Art. 9
In vigore dal 6 mag 1986
1. Nei casi in cui si fa riferimento alla procedura definita nel presente articolo, il comitato permanente per le strutture agrarie è chiamato a pronunciarsi dal suo presidente, sia ad iniziativa di quest'ultimo sia a richiesta del rappresentante di uno Stato membro.

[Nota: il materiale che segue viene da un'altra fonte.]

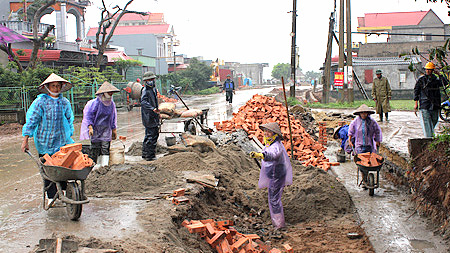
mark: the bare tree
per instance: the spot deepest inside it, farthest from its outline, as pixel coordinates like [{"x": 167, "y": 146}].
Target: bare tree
[
  {"x": 11, "y": 56},
  {"x": 107, "y": 25},
  {"x": 37, "y": 41}
]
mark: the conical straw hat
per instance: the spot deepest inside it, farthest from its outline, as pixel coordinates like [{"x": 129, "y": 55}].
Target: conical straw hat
[
  {"x": 55, "y": 78},
  {"x": 363, "y": 108},
  {"x": 273, "y": 126},
  {"x": 107, "y": 87}
]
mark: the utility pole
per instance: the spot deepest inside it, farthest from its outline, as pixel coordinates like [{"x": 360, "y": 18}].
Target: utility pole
[
  {"x": 341, "y": 42},
  {"x": 174, "y": 63},
  {"x": 327, "y": 69},
  {"x": 351, "y": 94},
  {"x": 293, "y": 51}
]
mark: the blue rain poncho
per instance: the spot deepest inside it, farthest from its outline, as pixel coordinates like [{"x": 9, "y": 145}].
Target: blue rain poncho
[
  {"x": 276, "y": 172},
  {"x": 102, "y": 118},
  {"x": 50, "y": 122}
]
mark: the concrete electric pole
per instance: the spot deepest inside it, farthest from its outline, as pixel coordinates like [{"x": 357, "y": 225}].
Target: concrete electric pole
[
  {"x": 341, "y": 41},
  {"x": 293, "y": 46},
  {"x": 349, "y": 53}
]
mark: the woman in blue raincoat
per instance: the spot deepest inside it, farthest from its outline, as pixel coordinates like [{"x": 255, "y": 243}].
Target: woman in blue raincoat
[
  {"x": 49, "y": 121},
  {"x": 100, "y": 123},
  {"x": 276, "y": 171}
]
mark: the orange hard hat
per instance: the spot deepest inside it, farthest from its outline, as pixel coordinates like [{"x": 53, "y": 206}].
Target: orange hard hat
[{"x": 430, "y": 65}]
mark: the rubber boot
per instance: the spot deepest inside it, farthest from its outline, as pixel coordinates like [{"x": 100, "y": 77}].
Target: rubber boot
[{"x": 105, "y": 160}]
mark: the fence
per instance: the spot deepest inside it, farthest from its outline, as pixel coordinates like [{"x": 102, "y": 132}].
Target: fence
[{"x": 15, "y": 101}]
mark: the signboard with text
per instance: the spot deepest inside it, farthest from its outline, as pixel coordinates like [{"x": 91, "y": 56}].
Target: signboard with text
[{"x": 338, "y": 80}]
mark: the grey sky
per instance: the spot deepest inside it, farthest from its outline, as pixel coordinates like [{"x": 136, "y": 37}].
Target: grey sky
[{"x": 252, "y": 31}]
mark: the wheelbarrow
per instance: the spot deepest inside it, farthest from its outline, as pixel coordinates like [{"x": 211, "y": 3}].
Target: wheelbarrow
[
  {"x": 372, "y": 182},
  {"x": 73, "y": 197}
]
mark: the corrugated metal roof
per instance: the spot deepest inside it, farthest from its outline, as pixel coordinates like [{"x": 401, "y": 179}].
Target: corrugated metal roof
[
  {"x": 376, "y": 61},
  {"x": 43, "y": 55},
  {"x": 140, "y": 29},
  {"x": 391, "y": 19}
]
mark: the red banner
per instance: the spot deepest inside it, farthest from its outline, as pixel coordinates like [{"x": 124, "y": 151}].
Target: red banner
[{"x": 338, "y": 79}]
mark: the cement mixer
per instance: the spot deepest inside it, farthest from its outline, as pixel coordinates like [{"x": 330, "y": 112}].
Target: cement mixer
[{"x": 133, "y": 90}]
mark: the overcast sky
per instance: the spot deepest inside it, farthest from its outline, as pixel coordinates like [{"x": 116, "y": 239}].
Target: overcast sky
[{"x": 258, "y": 31}]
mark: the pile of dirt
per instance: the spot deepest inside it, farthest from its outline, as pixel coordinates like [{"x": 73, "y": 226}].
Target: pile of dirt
[
  {"x": 136, "y": 149},
  {"x": 314, "y": 196},
  {"x": 126, "y": 178},
  {"x": 429, "y": 179}
]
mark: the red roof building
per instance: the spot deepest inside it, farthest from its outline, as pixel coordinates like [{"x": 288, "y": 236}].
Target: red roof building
[
  {"x": 140, "y": 29},
  {"x": 416, "y": 25}
]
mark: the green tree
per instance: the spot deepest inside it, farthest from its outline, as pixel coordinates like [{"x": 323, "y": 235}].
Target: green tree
[
  {"x": 124, "y": 65},
  {"x": 192, "y": 79},
  {"x": 312, "y": 75},
  {"x": 281, "y": 70}
]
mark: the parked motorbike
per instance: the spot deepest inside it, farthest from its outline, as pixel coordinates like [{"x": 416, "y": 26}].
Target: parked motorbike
[{"x": 445, "y": 111}]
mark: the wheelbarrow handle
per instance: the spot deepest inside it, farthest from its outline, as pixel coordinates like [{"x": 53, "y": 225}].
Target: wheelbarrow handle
[{"x": 37, "y": 160}]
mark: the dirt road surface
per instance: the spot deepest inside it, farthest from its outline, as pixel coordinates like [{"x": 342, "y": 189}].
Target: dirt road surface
[{"x": 23, "y": 222}]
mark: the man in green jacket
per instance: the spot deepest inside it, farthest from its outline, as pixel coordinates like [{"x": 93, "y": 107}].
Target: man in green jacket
[{"x": 381, "y": 94}]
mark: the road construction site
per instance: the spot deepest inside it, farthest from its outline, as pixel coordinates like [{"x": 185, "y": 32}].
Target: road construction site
[{"x": 133, "y": 207}]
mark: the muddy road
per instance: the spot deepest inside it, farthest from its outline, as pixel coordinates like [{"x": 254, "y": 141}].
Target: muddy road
[
  {"x": 385, "y": 217},
  {"x": 23, "y": 221}
]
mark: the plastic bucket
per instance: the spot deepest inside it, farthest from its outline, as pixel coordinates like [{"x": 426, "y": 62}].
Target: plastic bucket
[
  {"x": 171, "y": 140},
  {"x": 117, "y": 153}
]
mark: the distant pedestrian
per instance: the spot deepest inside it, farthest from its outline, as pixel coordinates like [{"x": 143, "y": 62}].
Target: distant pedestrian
[
  {"x": 427, "y": 93},
  {"x": 100, "y": 123},
  {"x": 50, "y": 122},
  {"x": 367, "y": 133},
  {"x": 381, "y": 94},
  {"x": 228, "y": 87},
  {"x": 276, "y": 171},
  {"x": 150, "y": 116}
]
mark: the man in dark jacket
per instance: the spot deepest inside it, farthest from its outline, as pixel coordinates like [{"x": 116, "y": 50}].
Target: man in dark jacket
[
  {"x": 150, "y": 116},
  {"x": 228, "y": 87},
  {"x": 427, "y": 93}
]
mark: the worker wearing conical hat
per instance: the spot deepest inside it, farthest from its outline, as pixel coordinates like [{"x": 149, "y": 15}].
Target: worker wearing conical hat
[
  {"x": 49, "y": 121},
  {"x": 100, "y": 123},
  {"x": 367, "y": 133},
  {"x": 276, "y": 170}
]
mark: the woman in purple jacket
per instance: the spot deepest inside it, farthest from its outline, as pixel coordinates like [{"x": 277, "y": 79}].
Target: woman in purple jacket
[
  {"x": 100, "y": 123},
  {"x": 367, "y": 133},
  {"x": 276, "y": 171}
]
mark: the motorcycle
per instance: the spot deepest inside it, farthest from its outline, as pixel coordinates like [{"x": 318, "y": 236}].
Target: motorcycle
[{"x": 445, "y": 111}]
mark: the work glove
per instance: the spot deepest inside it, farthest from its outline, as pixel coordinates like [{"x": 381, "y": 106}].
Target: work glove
[
  {"x": 256, "y": 155},
  {"x": 91, "y": 131},
  {"x": 114, "y": 134}
]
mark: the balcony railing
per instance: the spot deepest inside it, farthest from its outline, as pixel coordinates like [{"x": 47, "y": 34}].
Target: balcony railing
[{"x": 23, "y": 27}]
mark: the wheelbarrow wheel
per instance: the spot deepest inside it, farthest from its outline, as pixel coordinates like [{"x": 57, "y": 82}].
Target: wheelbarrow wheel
[
  {"x": 371, "y": 183},
  {"x": 73, "y": 192}
]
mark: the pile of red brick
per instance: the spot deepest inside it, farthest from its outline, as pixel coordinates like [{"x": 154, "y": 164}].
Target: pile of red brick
[
  {"x": 260, "y": 110},
  {"x": 70, "y": 157},
  {"x": 225, "y": 239},
  {"x": 369, "y": 159},
  {"x": 167, "y": 99}
]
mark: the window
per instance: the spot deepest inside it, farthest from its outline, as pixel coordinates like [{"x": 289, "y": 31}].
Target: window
[{"x": 368, "y": 76}]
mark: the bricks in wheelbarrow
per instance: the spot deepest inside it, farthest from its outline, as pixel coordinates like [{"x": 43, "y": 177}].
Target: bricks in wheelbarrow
[
  {"x": 179, "y": 200},
  {"x": 69, "y": 159},
  {"x": 71, "y": 147}
]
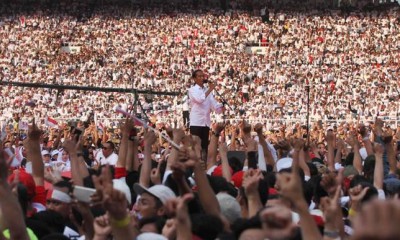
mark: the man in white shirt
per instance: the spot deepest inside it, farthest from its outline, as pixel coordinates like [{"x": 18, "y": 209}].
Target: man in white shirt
[
  {"x": 107, "y": 155},
  {"x": 202, "y": 102},
  {"x": 185, "y": 110}
]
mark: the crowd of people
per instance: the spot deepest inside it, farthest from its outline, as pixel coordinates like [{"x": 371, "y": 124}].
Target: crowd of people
[
  {"x": 72, "y": 167},
  {"x": 349, "y": 60}
]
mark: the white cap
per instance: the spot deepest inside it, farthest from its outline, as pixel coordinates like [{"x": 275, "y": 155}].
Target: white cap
[
  {"x": 54, "y": 152},
  {"x": 45, "y": 152},
  {"x": 151, "y": 236},
  {"x": 163, "y": 193},
  {"x": 363, "y": 153},
  {"x": 283, "y": 163}
]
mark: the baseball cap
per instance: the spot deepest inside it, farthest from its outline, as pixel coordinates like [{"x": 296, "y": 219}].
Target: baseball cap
[{"x": 163, "y": 193}]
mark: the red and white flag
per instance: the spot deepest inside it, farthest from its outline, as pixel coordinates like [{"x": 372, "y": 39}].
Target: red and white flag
[
  {"x": 137, "y": 121},
  {"x": 22, "y": 20},
  {"x": 51, "y": 122}
]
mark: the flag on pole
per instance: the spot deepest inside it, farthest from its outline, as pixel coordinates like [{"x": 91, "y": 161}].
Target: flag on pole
[
  {"x": 22, "y": 21},
  {"x": 22, "y": 125},
  {"x": 51, "y": 122}
]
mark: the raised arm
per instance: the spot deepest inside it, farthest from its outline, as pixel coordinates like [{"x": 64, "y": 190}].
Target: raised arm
[
  {"x": 352, "y": 141},
  {"x": 78, "y": 167},
  {"x": 267, "y": 153},
  {"x": 32, "y": 145},
  {"x": 206, "y": 194},
  {"x": 330, "y": 139},
  {"x": 213, "y": 147},
  {"x": 198, "y": 95},
  {"x": 11, "y": 217},
  {"x": 291, "y": 188},
  {"x": 378, "y": 172},
  {"x": 250, "y": 184},
  {"x": 126, "y": 129},
  {"x": 223, "y": 152},
  {"x": 149, "y": 139}
]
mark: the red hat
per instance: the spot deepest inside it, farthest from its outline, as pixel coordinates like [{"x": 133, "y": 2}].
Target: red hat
[
  {"x": 272, "y": 191},
  {"x": 26, "y": 179},
  {"x": 237, "y": 179}
]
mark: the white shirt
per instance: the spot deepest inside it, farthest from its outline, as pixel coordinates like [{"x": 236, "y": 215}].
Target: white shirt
[
  {"x": 110, "y": 160},
  {"x": 185, "y": 103},
  {"x": 201, "y": 106}
]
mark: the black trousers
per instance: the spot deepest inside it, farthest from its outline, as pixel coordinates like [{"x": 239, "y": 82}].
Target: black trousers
[{"x": 203, "y": 133}]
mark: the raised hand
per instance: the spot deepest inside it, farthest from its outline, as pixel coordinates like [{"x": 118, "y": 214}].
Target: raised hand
[
  {"x": 219, "y": 127},
  {"x": 277, "y": 223},
  {"x": 150, "y": 138},
  {"x": 102, "y": 227},
  {"x": 113, "y": 201},
  {"x": 331, "y": 208},
  {"x": 251, "y": 180},
  {"x": 34, "y": 133},
  {"x": 331, "y": 181},
  {"x": 258, "y": 128},
  {"x": 352, "y": 140},
  {"x": 330, "y": 137},
  {"x": 357, "y": 193}
]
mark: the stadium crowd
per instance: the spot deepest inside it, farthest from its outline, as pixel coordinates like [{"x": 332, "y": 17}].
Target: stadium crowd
[{"x": 101, "y": 177}]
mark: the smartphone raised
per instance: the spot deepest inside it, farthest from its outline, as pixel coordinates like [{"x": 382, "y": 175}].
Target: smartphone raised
[{"x": 83, "y": 194}]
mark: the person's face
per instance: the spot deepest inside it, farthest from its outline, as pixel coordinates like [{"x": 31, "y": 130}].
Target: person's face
[
  {"x": 58, "y": 206},
  {"x": 107, "y": 150},
  {"x": 147, "y": 206},
  {"x": 199, "y": 78},
  {"x": 65, "y": 156},
  {"x": 46, "y": 158},
  {"x": 321, "y": 149}
]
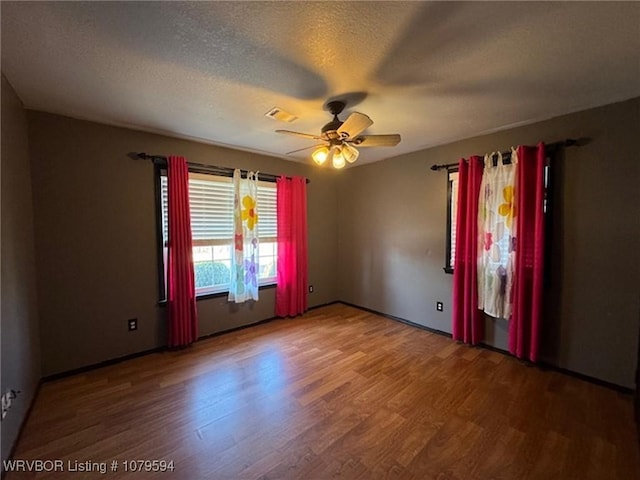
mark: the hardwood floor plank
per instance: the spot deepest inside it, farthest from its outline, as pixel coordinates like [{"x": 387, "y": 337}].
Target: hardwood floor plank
[{"x": 336, "y": 393}]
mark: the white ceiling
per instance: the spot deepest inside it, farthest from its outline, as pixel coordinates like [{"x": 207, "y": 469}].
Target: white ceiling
[{"x": 433, "y": 72}]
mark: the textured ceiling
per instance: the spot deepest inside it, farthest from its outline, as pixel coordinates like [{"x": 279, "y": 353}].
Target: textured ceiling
[{"x": 433, "y": 72}]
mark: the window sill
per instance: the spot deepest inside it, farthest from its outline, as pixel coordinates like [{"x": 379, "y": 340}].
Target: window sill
[{"x": 207, "y": 296}]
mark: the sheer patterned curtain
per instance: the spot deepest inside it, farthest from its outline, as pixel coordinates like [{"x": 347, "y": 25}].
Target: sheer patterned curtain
[
  {"x": 468, "y": 322},
  {"x": 244, "y": 263},
  {"x": 496, "y": 224},
  {"x": 291, "y": 290},
  {"x": 181, "y": 296}
]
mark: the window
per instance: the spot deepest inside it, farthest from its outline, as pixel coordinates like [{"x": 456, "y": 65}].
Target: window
[
  {"x": 211, "y": 203},
  {"x": 452, "y": 211}
]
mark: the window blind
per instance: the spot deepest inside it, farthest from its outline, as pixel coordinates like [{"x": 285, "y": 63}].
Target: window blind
[{"x": 211, "y": 204}]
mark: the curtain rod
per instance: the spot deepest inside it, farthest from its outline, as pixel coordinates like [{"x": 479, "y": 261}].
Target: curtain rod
[
  {"x": 569, "y": 142},
  {"x": 161, "y": 160}
]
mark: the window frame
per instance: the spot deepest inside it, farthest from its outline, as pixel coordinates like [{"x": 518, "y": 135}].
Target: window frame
[
  {"x": 549, "y": 185},
  {"x": 160, "y": 171}
]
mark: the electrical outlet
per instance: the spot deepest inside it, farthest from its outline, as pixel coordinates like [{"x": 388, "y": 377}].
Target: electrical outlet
[
  {"x": 7, "y": 400},
  {"x": 133, "y": 324},
  {"x": 6, "y": 403}
]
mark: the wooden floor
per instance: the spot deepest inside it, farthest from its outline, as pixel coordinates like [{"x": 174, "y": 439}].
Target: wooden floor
[{"x": 338, "y": 393}]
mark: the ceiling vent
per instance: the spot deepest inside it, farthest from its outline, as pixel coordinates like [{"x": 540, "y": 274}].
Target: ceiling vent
[{"x": 278, "y": 114}]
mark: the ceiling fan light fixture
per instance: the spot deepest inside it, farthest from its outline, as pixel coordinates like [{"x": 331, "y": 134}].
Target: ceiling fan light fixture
[
  {"x": 320, "y": 155},
  {"x": 338, "y": 159},
  {"x": 350, "y": 153}
]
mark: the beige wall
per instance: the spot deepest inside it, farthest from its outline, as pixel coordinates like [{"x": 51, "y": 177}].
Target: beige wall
[
  {"x": 96, "y": 239},
  {"x": 376, "y": 239},
  {"x": 19, "y": 312},
  {"x": 392, "y": 239}
]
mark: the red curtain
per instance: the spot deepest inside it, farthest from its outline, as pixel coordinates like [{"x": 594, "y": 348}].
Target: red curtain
[
  {"x": 524, "y": 325},
  {"x": 468, "y": 321},
  {"x": 181, "y": 297},
  {"x": 291, "y": 291}
]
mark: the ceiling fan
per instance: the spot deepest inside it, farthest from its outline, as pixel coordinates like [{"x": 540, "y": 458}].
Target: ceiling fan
[{"x": 340, "y": 139}]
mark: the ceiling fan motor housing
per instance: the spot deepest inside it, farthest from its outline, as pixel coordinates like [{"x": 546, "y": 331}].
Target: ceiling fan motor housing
[{"x": 335, "y": 108}]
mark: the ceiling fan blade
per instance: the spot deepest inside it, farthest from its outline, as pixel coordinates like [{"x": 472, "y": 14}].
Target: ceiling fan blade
[
  {"x": 305, "y": 148},
  {"x": 355, "y": 124},
  {"x": 376, "y": 140},
  {"x": 298, "y": 134}
]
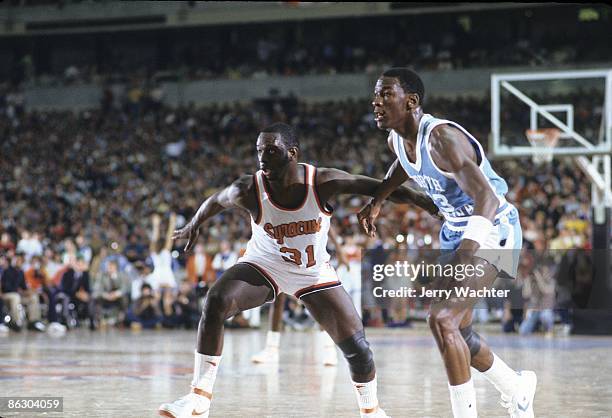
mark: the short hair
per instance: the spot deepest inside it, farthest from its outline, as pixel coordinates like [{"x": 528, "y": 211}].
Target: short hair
[
  {"x": 409, "y": 80},
  {"x": 286, "y": 132}
]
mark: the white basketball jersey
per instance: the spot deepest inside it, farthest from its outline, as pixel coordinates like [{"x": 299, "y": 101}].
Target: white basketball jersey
[{"x": 293, "y": 239}]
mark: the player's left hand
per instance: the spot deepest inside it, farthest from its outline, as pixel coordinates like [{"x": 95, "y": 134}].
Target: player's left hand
[
  {"x": 367, "y": 216},
  {"x": 190, "y": 232}
]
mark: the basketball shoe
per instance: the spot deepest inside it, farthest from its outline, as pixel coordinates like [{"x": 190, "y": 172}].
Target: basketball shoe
[
  {"x": 521, "y": 404},
  {"x": 267, "y": 355},
  {"x": 194, "y": 404}
]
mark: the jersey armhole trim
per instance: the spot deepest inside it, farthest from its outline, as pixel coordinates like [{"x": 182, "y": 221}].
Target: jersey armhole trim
[
  {"x": 259, "y": 205},
  {"x": 326, "y": 209}
]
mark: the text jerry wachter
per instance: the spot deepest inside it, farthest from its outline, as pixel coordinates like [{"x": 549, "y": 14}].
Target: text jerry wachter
[{"x": 402, "y": 270}]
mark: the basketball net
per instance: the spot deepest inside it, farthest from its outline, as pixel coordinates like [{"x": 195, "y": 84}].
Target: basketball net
[{"x": 547, "y": 138}]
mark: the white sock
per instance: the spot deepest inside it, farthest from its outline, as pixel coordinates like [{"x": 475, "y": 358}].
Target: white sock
[
  {"x": 366, "y": 397},
  {"x": 327, "y": 341},
  {"x": 463, "y": 400},
  {"x": 205, "y": 371},
  {"x": 502, "y": 376},
  {"x": 273, "y": 339}
]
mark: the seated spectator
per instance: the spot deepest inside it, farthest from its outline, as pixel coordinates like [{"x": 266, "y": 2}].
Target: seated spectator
[
  {"x": 112, "y": 293},
  {"x": 15, "y": 292},
  {"x": 186, "y": 306},
  {"x": 197, "y": 265},
  {"x": 168, "y": 308},
  {"x": 6, "y": 243},
  {"x": 75, "y": 289},
  {"x": 224, "y": 259},
  {"x": 539, "y": 290},
  {"x": 138, "y": 279},
  {"x": 162, "y": 275},
  {"x": 145, "y": 311},
  {"x": 135, "y": 250}
]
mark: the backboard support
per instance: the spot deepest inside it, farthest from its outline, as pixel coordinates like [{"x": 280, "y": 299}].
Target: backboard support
[{"x": 598, "y": 168}]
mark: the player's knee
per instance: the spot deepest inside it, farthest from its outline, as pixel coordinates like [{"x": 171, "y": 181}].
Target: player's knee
[
  {"x": 357, "y": 352},
  {"x": 472, "y": 339},
  {"x": 217, "y": 305},
  {"x": 442, "y": 323}
]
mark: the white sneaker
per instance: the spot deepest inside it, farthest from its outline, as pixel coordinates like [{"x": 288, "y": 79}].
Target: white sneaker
[
  {"x": 521, "y": 404},
  {"x": 55, "y": 328},
  {"x": 379, "y": 413},
  {"x": 191, "y": 405},
  {"x": 330, "y": 356},
  {"x": 267, "y": 355}
]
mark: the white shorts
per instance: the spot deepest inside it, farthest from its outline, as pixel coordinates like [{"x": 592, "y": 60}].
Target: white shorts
[
  {"x": 298, "y": 285},
  {"x": 502, "y": 247}
]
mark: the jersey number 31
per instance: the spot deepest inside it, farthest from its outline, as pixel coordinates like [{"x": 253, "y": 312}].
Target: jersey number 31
[{"x": 295, "y": 256}]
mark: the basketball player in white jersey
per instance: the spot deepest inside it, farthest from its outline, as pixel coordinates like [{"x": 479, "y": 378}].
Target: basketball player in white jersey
[
  {"x": 480, "y": 225},
  {"x": 287, "y": 253}
]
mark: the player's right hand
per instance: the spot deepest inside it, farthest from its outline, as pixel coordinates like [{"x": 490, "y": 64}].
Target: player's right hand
[
  {"x": 189, "y": 232},
  {"x": 367, "y": 216}
]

2. Il presidente sottopone un progetto di misure da adottare. Il comitato permanente per le strutture agrarie esprime il suo parere su tali misure entro un termine che il presidente può fissare in funzione dell'urgenza dei problemi da esaminare. Esso si pronuncia a maggioranza di cinquantaquattro voti; ai voti degli Stati membri si applica la ponderazione prevista all'articolo 148, paragrafo 2, del trattato. Il presidente non partecipa al voto.
3. La Commissione adotta le misure che sono di immediata applicazione. Tuttavia, se esse non sono conformi al parere espresso dal comitato permanente per le strutture agrarie, la Commissione comunica senza indugio tali misure al Consiglio; in questo caso la Commissione può rinviare di un mese al massimo a decorrere da tale comunicazione, l'applicazione delle misure da essa decise. Il Consiglio, che delibera a maggioranza qualificata, può adottare una decisione diversa entro il termine di un mese.